The Vevay Public Library at 210 Ferry Street, Vevay, Indiana 47043, maintains an archive on him.
His horse was Tarzan, a half-Arabian, half-American Saddle horse. Maynard bought him in the mid-1920's.
Prince Norodom Sihanouk, former ruler of Cambodia, idolized Maynard. He said, "He was my idol as a cowboy 'dispenser of justice.' He had an incomparably beautiful white horse who was as intelligent as a man and behaved like an angel." Sihanouk never missed a Maynard movie in Phnom Penh, and when his father bought him two horses, "I could practice horse riding 'a la cowboy.'"
In 1933 he raced follow cowboy star Hoot Gibson in the National Air Race. He flew his J6-7 Stearman biplane. Hoot crashed the plane he was flying.
Maynard's saddle, used in his films from about 1935-on sold for $23,000 at the High Noon auction in Mesa, AZ in January, 2003.

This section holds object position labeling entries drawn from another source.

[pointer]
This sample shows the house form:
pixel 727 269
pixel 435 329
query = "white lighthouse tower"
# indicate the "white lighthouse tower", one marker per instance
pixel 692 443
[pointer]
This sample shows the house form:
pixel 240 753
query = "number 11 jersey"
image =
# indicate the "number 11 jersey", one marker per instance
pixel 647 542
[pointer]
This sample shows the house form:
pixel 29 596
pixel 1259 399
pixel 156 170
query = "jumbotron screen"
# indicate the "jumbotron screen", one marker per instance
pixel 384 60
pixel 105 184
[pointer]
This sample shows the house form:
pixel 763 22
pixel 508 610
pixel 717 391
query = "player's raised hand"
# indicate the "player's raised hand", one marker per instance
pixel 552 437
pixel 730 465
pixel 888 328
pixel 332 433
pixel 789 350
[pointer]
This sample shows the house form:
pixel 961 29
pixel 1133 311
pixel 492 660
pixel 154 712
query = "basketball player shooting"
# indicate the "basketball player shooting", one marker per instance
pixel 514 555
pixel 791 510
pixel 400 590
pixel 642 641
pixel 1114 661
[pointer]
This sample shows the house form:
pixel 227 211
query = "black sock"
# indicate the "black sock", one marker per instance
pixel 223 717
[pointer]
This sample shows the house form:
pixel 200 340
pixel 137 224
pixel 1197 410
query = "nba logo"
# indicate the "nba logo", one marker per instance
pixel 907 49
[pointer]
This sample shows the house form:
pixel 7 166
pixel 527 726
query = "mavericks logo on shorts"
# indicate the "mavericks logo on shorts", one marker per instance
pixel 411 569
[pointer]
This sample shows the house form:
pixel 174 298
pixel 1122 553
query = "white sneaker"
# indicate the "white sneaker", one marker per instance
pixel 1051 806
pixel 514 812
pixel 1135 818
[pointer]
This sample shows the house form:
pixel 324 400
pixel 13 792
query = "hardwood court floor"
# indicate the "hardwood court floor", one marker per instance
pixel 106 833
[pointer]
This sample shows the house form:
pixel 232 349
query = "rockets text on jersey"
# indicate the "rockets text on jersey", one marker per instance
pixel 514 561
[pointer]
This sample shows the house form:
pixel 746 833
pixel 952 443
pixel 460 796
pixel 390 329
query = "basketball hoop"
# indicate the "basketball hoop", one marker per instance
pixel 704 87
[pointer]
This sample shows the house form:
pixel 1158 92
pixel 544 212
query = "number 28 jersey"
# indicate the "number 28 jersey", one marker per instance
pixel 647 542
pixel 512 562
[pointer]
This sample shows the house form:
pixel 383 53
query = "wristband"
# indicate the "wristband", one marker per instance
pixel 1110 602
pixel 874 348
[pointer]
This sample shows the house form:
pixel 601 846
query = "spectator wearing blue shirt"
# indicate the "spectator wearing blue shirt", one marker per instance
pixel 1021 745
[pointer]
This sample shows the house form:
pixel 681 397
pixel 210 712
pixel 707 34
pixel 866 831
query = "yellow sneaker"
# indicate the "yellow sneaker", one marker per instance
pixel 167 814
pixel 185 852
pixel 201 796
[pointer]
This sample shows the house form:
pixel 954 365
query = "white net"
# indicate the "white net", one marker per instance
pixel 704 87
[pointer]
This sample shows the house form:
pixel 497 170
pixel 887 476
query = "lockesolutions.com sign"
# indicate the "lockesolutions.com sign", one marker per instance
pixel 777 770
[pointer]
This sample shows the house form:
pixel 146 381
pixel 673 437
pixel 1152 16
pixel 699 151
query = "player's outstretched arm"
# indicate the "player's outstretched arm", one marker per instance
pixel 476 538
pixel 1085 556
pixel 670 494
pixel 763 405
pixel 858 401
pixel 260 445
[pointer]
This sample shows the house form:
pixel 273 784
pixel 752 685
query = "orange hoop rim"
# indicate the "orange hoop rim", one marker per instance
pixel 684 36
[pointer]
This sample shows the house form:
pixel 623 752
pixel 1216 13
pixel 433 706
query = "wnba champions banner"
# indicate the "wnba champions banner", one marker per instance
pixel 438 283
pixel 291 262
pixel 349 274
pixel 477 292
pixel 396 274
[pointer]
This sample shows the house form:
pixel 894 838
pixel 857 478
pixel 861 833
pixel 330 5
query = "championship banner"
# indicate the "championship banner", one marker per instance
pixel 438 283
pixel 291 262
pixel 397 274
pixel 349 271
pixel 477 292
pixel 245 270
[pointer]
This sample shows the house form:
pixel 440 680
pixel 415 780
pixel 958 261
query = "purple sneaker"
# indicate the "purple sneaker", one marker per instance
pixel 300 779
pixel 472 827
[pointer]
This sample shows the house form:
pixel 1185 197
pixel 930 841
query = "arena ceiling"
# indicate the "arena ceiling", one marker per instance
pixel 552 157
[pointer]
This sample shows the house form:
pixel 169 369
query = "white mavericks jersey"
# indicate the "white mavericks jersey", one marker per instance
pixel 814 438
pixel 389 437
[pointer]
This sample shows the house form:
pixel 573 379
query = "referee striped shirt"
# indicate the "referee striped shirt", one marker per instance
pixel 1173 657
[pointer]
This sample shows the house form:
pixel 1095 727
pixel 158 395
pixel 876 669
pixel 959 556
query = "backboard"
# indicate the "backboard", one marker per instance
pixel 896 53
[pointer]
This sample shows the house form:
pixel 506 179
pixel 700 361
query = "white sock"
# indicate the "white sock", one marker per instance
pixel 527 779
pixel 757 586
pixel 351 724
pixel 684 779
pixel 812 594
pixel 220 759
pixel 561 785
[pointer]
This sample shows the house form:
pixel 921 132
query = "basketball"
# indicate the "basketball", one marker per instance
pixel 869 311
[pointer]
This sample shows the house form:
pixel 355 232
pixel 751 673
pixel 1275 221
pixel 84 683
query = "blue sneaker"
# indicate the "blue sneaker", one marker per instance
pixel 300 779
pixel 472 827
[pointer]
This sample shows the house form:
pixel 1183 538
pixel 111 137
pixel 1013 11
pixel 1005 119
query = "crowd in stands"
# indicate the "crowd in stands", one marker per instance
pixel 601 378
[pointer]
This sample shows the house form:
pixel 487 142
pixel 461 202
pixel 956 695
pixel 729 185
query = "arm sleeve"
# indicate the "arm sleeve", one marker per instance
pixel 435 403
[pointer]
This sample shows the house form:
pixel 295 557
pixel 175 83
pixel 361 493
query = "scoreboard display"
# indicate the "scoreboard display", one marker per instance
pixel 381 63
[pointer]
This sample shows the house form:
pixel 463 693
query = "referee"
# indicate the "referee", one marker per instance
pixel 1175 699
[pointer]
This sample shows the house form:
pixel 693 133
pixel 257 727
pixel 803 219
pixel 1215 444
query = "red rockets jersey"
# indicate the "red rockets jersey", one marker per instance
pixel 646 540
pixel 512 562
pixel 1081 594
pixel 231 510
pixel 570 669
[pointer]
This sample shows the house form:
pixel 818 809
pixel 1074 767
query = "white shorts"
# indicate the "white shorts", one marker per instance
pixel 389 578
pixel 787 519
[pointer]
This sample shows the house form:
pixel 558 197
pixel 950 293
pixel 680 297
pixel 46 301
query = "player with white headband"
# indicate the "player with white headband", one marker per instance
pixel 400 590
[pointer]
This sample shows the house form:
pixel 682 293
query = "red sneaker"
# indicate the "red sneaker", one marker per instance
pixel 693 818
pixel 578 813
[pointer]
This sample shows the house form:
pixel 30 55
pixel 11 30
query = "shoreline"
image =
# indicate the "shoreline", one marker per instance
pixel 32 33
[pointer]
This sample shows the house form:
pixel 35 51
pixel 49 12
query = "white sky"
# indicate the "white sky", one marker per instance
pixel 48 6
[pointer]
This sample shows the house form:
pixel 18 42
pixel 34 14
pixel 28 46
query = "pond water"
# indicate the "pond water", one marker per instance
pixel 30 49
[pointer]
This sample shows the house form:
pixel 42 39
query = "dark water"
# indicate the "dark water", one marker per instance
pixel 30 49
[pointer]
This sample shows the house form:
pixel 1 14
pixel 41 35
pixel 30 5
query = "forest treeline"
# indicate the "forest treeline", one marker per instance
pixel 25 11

Deteriorating finances forced Maynard to work for circuses as his film career waned after 1936, including an attempt that year at his very own "Wild West Circus", also called the Diamond K Wild West Show, which operated out of his California ranch. He completed at least three stints with the Cole Brothers-Clyde Beatty Circus from 1937-1940, and worked the Arthur Brothers Circus and the Biller Brothers Circus.
The exact number of times Maynard was married is unknown. He was married at least three times but the number could be as high as five. He met his last wife Bertha, a high-wire artists, in the late 1930s while the two were employed with the Cole Brothers Circus. Maynard never had any children.
Contrary to his screen image, off-screen Maynard was thoroughly disliked by pretty much everyone he worked with. He was a foul-mouthed, bullying alcoholic who threw his weight around on the set after he achieved stardom and delighted in terrorizing the cast and crews of his pictures. He was variously described as everything from "a bad-tempered drunk" to "downright mean". This behavior, coupled with his constant and heavy drinking, eventually cost him his film career, despite having numerous opportunities to redeem himself. For the last few years of his life he lived in a broken-down house trailer on an empty lot in North Hollywood, CA, and was pretty much kept alive by his brother Kermit Maynard, who visited him regularly, bringing him food and cleaning up both Ken and the trailer, as Ken had gained a tremendous amount of weight, which caused him health problems, and was usually too drunk to take care of himself.
From 1932 through 1940 nearly every character he played was named Ken; from 1943 through 1944 all the characters he played were named either Ken Maynard, Marshal Ken Maynard or U.S. Marshal Ken Maynard.